Available Fat LP (blood plasma)

fat. who-you who-you E (beta oxidation )

Acetyl CoA ketone bodies

Cholesterone CO 2 + N 2 O + E

(90-95% endogenous cholesterol)

Gall

acids

(Cholesterol elimination pathway)
^

Liver and protein metabolism

The first and most obvious is related to the anatomical location of the organ. After consuming protein foods, liver cells are the first to take on the impact of the flow of amino acids and other digestion products entering through the portal vein system. Another anatomical advantage of the liver is its organic connection with the biliary tract, which allows the removal of some harmful end products of nitrogen metabolism directly into the gastrointestinal tract.

The second reason why the liver occupies a key position in nitrogen metabolism is that hepatocytes, unlike other cells in our body, contain a full set of enzymes involved in amino acid metabolism. The leading role in amino acid metabolism is associated with 3 functional processes:

1. 
   breakdown of the carbon skeleton with the formation of E and ensuring gluconeogenesis;
2. 
   formation of non-essential amino acids and nitrogenous bases of nucleic acids;
3. 
   neutralization of ammonia and other end products of uric acid metabolism, bile pigments, etc.

1. 
   the liver synthesizes many proteins for export, releasing them into the plasma (100% albumin, 75-90% alpha globulins, 50% beta globulins);
2. 
   the formation of intracellular enzymes in the liver affects metabolism throughout the body;
3. 
   Some liver proteins are capable of rapid breakdown, providing a labile reserve of amino acids during periods of insufficient nutrition.

That. the liver functions as an aminostat, regulating the supply of nitrogenous compounds and their release to the periphery, despite daily fluctuations in supply and demand, the level of proteins and free amino acids in the plasma remains constant.

participation in the measles cycle

(glu-ala)
liver proteins

transport Amino acids

in other tissues plasma proteins
NH 3 special products

Glu (heme, porphyrin, hormones,

nitrogenous bases and etc.)

intermediate

products of exchange

Acetyl-CoA lipids

CO 2 + H 2 O + E
^

Bile formation and excretory functions of the liver

Cholestasis syndrome - violation of biliary function.

Hepatocellular failure syndrome - violation of synthetic function.

Inflammatory syndrome
The role of the liver in the detoxification of various substances

Neutralization in the liver can occur of both endogenous toxic substances and foreign compounds. In two phases:

1. 
   oxidation, reduction, methylation:
2. 
   conjugation with UDPHA and FAPS.

The biochemical transformation of drugs and some foreign compounds in the liver involves a number of foreign enzyme systems that can affect many drugs that are diverse in their structure. These enzyme systems are built into the membrane of the endoplasmic reticulum of specialized liver cells - hepatocytes; the endoplasmic reticulum consists of communicating tubules, the main function of which is the assembly of enzyme complexes and the processing of foreign substances. The endoplasmic reticulum cannot be isolated from a cell without damaging it; during homogenization and centrifugation, the tubular system is destroyed and fragments of its membranes form tiny vesicles (microsomes). The function of microsomes serves as a source of enzymes that are used in the study of metabolism as drugs.

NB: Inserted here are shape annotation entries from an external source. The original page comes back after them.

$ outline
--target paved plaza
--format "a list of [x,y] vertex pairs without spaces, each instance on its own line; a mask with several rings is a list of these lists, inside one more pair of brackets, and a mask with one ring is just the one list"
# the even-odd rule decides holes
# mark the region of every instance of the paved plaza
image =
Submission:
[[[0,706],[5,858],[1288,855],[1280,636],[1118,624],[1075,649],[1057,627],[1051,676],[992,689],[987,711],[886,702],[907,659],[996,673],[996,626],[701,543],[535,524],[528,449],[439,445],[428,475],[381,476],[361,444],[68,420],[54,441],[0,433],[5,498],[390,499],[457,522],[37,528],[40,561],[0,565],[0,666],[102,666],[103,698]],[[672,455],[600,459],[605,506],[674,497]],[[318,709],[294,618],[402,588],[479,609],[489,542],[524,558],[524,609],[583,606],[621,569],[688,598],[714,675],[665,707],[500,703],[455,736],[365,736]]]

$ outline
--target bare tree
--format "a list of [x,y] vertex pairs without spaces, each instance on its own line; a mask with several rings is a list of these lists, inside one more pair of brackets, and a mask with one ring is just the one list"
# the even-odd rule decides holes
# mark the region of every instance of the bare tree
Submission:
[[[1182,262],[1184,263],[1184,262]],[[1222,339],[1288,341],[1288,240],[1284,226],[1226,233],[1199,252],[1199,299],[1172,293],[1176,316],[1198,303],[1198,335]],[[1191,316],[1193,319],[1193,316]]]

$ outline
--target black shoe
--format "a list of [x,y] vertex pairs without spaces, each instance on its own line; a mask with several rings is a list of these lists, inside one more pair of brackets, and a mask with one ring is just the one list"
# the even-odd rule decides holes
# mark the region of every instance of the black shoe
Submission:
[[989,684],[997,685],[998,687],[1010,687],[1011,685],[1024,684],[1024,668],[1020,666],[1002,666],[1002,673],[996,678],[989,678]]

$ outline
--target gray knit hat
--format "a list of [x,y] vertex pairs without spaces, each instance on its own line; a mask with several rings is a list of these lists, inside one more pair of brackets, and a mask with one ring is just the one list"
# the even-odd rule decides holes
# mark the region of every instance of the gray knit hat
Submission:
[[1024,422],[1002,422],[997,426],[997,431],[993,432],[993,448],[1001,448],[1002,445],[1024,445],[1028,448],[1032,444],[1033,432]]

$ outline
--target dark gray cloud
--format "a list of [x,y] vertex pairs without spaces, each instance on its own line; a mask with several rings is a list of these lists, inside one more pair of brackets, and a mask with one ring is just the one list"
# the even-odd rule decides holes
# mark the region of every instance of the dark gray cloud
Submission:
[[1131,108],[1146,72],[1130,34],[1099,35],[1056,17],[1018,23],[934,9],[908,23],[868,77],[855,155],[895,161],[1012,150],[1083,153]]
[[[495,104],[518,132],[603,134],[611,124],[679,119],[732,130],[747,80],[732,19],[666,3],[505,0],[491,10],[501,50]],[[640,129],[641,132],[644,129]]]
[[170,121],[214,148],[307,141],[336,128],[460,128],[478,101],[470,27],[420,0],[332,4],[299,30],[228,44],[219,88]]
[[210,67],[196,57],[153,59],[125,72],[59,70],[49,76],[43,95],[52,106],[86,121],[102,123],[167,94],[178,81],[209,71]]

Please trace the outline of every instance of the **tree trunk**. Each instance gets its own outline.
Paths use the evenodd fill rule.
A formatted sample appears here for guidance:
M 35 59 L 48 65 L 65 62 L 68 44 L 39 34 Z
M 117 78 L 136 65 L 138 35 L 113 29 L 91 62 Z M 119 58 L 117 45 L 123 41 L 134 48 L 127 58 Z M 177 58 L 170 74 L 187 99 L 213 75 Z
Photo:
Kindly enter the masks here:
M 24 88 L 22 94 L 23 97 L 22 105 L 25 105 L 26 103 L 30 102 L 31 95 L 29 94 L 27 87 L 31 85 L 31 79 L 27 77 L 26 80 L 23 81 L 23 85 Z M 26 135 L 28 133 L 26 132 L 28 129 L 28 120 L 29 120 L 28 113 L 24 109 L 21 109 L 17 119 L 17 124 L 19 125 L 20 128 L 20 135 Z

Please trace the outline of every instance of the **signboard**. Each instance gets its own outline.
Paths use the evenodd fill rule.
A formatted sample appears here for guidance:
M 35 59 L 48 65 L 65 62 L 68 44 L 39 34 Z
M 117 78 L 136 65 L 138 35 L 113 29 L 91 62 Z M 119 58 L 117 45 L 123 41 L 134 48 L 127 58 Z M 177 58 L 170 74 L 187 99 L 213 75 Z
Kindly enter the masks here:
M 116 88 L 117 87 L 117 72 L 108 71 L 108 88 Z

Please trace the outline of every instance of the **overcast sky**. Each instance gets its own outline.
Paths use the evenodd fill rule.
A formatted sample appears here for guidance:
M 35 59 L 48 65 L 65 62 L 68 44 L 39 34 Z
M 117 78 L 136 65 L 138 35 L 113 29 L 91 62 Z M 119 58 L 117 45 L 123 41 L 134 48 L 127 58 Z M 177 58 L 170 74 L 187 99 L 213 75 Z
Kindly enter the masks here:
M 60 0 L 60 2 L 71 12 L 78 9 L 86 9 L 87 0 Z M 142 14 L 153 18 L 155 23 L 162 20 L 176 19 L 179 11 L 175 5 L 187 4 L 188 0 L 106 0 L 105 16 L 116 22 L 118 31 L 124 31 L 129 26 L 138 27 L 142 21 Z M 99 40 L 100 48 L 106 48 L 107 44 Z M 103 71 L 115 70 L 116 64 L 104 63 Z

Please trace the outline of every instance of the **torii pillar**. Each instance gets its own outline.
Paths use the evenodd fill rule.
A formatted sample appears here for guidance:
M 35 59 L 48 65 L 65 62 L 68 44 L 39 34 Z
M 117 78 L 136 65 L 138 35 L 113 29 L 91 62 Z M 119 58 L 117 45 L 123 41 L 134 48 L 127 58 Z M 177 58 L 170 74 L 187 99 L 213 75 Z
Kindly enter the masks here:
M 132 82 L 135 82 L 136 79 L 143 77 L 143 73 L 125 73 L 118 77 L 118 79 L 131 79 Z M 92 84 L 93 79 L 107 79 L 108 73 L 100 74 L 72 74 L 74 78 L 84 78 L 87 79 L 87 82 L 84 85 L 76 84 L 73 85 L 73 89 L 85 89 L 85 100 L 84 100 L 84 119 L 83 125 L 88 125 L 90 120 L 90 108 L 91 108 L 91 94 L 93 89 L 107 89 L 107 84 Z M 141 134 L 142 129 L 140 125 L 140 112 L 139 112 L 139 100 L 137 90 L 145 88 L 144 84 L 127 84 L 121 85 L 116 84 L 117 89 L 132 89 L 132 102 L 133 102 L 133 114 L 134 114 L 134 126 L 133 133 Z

The process of processing drugs and food foreign substances in the liver includes reactions of relatively few types:

1. 
   oxidation;
2. 
   recovery;
3. 
   hydrolysis;
4. 
   binding (conjugation) with any other substance.

1. 
   inactivation in the main;
2. 
   lipophilic or fat-soluble substances are converted into hydrophilic ones, i.e. water-soluble compounds (easier to be removed by the kidneys and excreted).